In fact, bike racing was sort of an odd hobby - I knew that every single race was going to hurt. Not just slight discomfort, but real pain. And people signed up for that. It was fun. I’m sure competitive running is the same. Do it wrong and it is going to hurt. Do it right, it is still going to hurt.
Well, with what limited brisk walking that I’m doing, and expect to do more once my body re-situates itself, the increased breathing is expelling mucus from the trachea, and the general inertia slowly starts shuffling to work.
I’m convinced that you’re not really warmed up when you start your run.
This is OK for a get-out-of-resting-mode and preparing your muscles, tendons and joints for physical activity. It’s not, however, even remotely sufficient to get your body up there in maximum performance mode. To be really warmed up, need to use 20-30 minutes and you need to get your heart rate up to max at least a couple of times before your body is up to max performance.
What you’re experiencing is just your body reaching full performance mode. The first mile is just the real warmup
The warmup period is also generally going to take longer and longer time as your body ages.

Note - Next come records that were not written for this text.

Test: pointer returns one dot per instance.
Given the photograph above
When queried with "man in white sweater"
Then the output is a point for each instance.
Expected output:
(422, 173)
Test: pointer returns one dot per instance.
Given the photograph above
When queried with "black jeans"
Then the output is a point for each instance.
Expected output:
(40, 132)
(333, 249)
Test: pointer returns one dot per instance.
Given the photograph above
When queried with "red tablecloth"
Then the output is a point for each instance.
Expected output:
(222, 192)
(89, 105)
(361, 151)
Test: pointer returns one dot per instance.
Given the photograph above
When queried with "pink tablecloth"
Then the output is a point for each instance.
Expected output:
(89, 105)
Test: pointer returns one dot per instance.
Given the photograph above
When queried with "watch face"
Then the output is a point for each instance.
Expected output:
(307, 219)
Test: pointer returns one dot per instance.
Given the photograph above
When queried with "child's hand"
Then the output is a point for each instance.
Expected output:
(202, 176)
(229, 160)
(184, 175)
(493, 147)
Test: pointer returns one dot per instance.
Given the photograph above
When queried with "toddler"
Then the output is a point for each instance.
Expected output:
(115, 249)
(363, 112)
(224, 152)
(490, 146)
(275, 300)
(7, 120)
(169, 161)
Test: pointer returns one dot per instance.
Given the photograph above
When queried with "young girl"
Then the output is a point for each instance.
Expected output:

I’m glad to see other people have this problem. Mine starts even before I run. When I know I’m going out for a run my knees will start hurting or my old ankle injury will start acting up or any number of old man aches and pains will announce themselves. They disappear a few minutes after I start, to be replaced by real pains.

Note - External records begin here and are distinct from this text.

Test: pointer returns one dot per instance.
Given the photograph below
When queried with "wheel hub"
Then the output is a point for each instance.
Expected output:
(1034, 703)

The problem with starting a new running program, for me anyway, is that it takes weeks to work through this painful period to get to the point where I can run that first mile and get comfortable. The warm up period is always a mile but, for beginners, the run doesn’t even last that long. Even when you get up to two miles you still have to suffer the pain and awkwardness for half your workout.
In my running/racing days it always took me a couple of miles for things to really flow. Even racing took a good mile at pace even with a solid warmup.
I’ve been wondering about this because I must be a weird exception. I always feel best for the first mile. During that first mile I can run faster and am not out of breath. With my runs (which are aways 3 to 4 miles long) I always push myself to my maximum effort the entire time. I never warm up.
Back this past April, I couldn’t run 5km. But by running 3 times a week as described above I managed last week to run my very first 5km race in just a few seconds over 20 minutes. What was weird to me is during that race I zoomed ahead of everyone at the beginning, I didn’t realize what was going on because I knew some people should be much faster than me (and they were). But I just settled into my usual pace and kept it. During the race I was passed only after we’d run the first mile, but I know my pace is pretty consistent for the entire race. Other people seem to have a reserve to call upon which I don’t get.
Sounds like you’ve blown your reserve right out of the gate. I’ve been shooting for negative splits, but I only get it in my second mile. I’m probably blowing mine early as well.